When I was kid, my family saved aluminum cans for recycling. There was always a garbage bag next to the garage door, slowly, slowly collecting our crushed soda cans. When we finally had a couple of bags full, we took it to the local metal recycling center, where they would weigh it and pay us a few bucks. And then we'd go buy ice cream.

These days, I'm not that interested in letting recyclables accumulate in my garage until they reach a profitable volume. I just want to be rid of the stuff -- responsibly.

So, we're back to the question. What do we do with the clothes we can't donate?

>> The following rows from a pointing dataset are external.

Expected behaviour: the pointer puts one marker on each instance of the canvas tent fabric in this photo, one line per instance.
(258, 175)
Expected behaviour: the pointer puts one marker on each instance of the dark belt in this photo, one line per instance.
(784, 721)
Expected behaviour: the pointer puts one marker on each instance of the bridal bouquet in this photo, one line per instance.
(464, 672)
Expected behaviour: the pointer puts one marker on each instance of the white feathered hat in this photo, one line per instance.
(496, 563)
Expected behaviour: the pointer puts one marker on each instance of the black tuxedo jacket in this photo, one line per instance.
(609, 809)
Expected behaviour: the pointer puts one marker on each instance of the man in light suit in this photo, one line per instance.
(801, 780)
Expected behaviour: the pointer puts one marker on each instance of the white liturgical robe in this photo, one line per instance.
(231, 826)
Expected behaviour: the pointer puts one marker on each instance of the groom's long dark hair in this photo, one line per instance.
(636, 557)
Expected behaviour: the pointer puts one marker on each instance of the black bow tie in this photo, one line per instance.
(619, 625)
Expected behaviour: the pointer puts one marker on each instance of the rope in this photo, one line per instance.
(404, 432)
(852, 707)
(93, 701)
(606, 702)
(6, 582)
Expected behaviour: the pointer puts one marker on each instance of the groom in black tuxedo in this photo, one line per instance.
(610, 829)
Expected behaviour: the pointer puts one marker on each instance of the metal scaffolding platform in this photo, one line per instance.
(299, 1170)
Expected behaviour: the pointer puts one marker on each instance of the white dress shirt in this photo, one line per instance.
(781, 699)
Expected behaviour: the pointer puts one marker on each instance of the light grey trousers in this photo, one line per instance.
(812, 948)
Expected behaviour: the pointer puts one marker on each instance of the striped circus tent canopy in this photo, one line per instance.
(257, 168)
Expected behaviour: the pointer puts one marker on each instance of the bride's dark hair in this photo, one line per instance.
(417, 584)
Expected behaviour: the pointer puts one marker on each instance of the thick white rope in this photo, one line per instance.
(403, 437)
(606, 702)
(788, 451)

I have not had an easy time navigating recycling search tools like those available from Earth911 or the Illinois EPA. The results come back with Goodwill stores that will take wearable clothing, not scrap fabric. I think you'll have better luck Googling things like "textile recycling in [state]" to find options in your area. That's how I found these:

Let's not forget the preferable order of waste management: 1. Reduce, 2. Reuse, 3. Recycle

Number 1 is just buying less. You can do it! I believe in you.

Number 2 is making what you have last longer, in its original form or otherwise. (Spending 200 years not really decomposing in a landfill is not the kind of lasting we're after.) For clothing, "reuse" covers donating your gently used duds so someone else can use them. It can also be interpreted a couple of other ways... also starting with R! 

Repair. Small rip? Popped button? Learn how to mend your own clothes, or just pay the few bucks most dry cleaners charge to do it for you.

Repurpose. Get your craft on! Or use old t-shirts as cleaning rags. Or braid strips of old jeans into a tug rope for your dog. Save for next Halloween's zombie costume.

Only after exhausting options 1 and 2 do we fall back on number 3. Recycling; i.e., processing the clothes into textile fibers to be made into something new.